A couple of days after my team's successful relay swim across the English Channel in 2011, I attempted a solo crossing. A newcomer to the sport, without any formal training or coaching, many people thought I was absolutely crazy and foolhardy to attempt a solo swim. But I didn’t care. My decision to try something I had never tried before was motivated purely by a personal desire for adventure and self-exploration. My goal wasn’t necessarily to get to France. I wanted to throw my mind and body into the Channel and see how far it would carry me. Just over one third across the Channel, my solo attempt was aborted. Fueled by disappointment and the realization that I was without question ill prepared, I left Dover with a promise to myself: I would return to swim the English Channel, and I would be ready.
As boarding for the flight concludes and the door hatch closes on the Boeing 747 plane in preparation for takeoff, I buckle my seatbelt as instructed by the flight attendants. Interlocking my fingers, and clasping my fists nervously to my lips, I close my eyes for a brief moment. Inhaling deeply, I fill my lungs with a calming cocktail of hope, excitement and belief. Exhaling seconds later, I attempt to void my mind and my body of doubt, nerves and fear. Not exactly successful, I reassure myself it was certainly worth the try.
Soon the airplane barrels purposely along the runway, shaking the cabin and it’s contents. My heightened senses note the labored movement across the tarmac that feels rough under the wheels. Seconds later we are airborne and seemingly weightless as the wheels tuck under the aircraft.
The 11 hour flight passes swiftly and without incident, except for my lack of sleep.
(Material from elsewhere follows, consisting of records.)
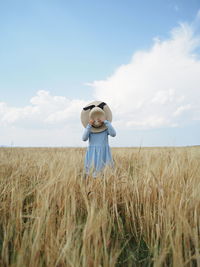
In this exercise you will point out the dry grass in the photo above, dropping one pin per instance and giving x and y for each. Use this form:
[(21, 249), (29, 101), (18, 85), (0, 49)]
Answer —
[(145, 212)]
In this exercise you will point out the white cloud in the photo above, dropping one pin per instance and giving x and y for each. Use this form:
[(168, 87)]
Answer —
[(159, 87), (45, 110)]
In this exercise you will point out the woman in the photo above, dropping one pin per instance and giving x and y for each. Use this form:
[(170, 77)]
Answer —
[(96, 118)]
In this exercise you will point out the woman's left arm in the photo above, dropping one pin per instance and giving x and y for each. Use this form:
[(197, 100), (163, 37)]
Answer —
[(111, 130)]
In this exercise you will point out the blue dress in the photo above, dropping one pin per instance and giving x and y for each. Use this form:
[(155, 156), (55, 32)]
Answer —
[(98, 153)]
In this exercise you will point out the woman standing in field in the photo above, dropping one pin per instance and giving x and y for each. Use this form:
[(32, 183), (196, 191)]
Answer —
[(96, 117)]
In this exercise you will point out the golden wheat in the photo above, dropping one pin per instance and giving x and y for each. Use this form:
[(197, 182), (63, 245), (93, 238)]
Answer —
[(144, 212)]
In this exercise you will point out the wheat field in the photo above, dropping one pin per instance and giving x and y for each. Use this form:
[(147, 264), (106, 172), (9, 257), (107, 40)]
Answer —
[(144, 212)]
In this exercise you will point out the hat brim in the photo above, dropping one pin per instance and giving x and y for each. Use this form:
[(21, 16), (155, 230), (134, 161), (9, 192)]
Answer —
[(85, 117)]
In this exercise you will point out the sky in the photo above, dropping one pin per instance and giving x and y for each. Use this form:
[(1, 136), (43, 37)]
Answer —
[(140, 57)]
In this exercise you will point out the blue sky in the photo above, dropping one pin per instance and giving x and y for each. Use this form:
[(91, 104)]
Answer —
[(60, 46)]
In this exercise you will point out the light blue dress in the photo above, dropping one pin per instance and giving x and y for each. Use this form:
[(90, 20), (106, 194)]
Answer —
[(98, 153)]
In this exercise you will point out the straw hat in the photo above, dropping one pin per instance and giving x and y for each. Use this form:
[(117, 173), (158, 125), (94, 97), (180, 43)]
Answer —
[(93, 111)]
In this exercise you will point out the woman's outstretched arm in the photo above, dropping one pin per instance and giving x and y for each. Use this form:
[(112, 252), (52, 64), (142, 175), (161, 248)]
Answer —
[(86, 132), (111, 130)]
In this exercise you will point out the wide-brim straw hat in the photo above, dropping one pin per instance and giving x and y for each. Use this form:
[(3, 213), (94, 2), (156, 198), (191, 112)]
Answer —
[(94, 110)]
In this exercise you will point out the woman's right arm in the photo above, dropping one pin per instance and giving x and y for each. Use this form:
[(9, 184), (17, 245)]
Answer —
[(86, 132)]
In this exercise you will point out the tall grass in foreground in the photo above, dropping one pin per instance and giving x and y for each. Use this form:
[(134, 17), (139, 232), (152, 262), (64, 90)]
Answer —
[(145, 212)]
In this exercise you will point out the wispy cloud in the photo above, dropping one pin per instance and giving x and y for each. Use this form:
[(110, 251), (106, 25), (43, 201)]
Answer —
[(159, 87)]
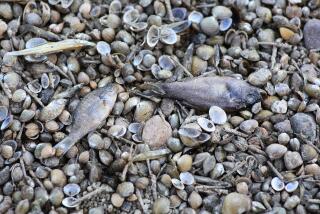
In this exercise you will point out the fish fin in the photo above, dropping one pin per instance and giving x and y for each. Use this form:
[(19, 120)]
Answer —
[(64, 146), (154, 87)]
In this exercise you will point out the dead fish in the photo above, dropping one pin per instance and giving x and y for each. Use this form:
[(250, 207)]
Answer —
[(203, 92), (92, 110), (53, 47)]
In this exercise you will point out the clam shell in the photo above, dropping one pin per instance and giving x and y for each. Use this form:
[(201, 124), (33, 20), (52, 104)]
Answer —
[(3, 112), (206, 124), (217, 115), (186, 178), (195, 17), (291, 186), (71, 189), (177, 183), (277, 184)]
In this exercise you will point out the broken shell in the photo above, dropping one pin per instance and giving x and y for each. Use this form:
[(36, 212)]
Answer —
[(71, 189), (217, 115), (186, 178), (277, 184), (103, 48), (292, 186), (117, 130), (153, 36), (195, 17), (189, 132), (166, 62), (206, 124), (177, 183), (70, 202)]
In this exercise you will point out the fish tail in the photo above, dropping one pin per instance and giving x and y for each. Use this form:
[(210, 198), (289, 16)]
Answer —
[(154, 87), (64, 146)]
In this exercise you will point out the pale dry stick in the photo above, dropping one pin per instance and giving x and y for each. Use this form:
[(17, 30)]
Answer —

Landing at Heathrow Airport and focused on a mental "To Do" list, I snap into action. Clearing passport control in less than a minute, thanks to my dual citizenship, I march towards baggage pick up. A considerable delay for my luggage convinces me the baggage handlers had a “field day” with the contents of my bags: glow sticks, rope, duct tape, an EpiPen®, lanolin, goggles, swimsuits and Tupperware® filled with pre-cooked rice. I pray that each of the carefully selected and necessary items arrive. The baggage carousel seems to loop endlessly without my bags until they appear almost an hour after my flight arrived.
I navigate to the Avis rental car location, wondering if I can indeed remember how to drive the manual car I booked. Soon I am in control of the car, albeit poorly though with an enormous smile, despite the visible horror of the parking lot attendant who watches me struggle with the clutch and gears. Hopefully I don’t have to perform a hill start.
A two hour drive to Dover, and I have already mastered the British driving system, including speed cameras. Catching my first glimpse of the Channel in 2 years, I marvel at its expanse. It looks much bigger than I remember. Despite an inner monologue reminding myself of all my hard work, training and experience since 2011, I am terrified.